The steps, in a nutshell, are to use dd to backup your drive, and use a live CD like Knoppix to put the image back in place. My setup is pretty simple with only 3 partitions: /, /boot, and swap. I made a share on my SBS 2003 box, and used dd to back up the partitions and the MBR. I also made a copy of fstab for reference. Then I trashed my drive by using dd to zero out the MBR and the first 1GB of each partition.

First I tried the restore by booting off of my Knoppix bootable thumb drive. I rebooted once I'd gotten everything back in place and...what's this? Huh. Interesting little error: ALERT! /dev/disk/by-uuid/ #### does not exist. Dropping to shell.

Ummm, okay. Hmmm. So I do some digging and get a lot of good information. The thing about plans not going right is you inevitably end up learning something from it, which is great. Those learned things are often the kind of thing you don't get from every day use either. I can take that attitude you see because this is all test and not production. Phew.
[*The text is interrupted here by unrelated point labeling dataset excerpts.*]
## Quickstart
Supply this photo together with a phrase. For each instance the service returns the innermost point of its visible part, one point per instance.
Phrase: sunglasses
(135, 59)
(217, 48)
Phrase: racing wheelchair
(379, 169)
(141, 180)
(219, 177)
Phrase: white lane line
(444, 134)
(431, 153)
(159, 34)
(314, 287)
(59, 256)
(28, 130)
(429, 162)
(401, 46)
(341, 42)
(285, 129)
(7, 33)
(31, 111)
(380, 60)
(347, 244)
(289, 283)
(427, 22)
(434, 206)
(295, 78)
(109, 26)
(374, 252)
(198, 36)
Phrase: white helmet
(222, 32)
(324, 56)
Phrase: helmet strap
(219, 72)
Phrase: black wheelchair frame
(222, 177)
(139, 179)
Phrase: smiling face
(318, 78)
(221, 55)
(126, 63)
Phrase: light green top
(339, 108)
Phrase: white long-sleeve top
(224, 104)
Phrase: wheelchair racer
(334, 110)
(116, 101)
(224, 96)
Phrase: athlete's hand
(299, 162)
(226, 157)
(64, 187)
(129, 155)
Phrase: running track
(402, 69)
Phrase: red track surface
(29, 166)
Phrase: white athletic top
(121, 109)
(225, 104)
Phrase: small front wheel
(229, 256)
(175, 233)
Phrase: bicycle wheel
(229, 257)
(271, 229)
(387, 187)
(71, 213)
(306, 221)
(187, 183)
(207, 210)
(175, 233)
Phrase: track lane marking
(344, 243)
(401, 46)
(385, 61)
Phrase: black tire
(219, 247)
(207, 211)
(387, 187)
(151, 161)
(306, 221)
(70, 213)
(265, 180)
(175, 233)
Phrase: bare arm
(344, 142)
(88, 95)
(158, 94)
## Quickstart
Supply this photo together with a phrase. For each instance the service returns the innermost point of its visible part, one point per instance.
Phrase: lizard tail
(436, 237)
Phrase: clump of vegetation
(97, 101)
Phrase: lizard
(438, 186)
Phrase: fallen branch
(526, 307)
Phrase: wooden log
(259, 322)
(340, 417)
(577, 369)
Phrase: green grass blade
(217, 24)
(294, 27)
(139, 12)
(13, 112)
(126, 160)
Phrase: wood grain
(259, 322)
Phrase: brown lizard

Score one for the test environment team.

Anywho, my Googling leads me down the path of /dev/disk/by-uuid and checking fstab and in the end I think my error was that I had used a USB-drive for the recovery. The OS recognized the device as /dev/sda, so the actual drives in the server were mounted as /dev/sdb. That was my thinking at least, so the fix would be to simply change the UUIDs in fstab to whatever /dev/disk/by-uuid was seeing. Or so I thought.

I made the change and rebooted. Same error. What happened? Turns out I got turned upside down and was comparing content in /dev/ instead of in /media/sdb1/dev/... This had to have happened because of using a USB drive, so let me go ahead and recreate this test scenario but this time I'm going to use a CD. The instructions I was following never mentioned a thumb drive anyway. I was being cute; clearly it was not the time or place to be cute.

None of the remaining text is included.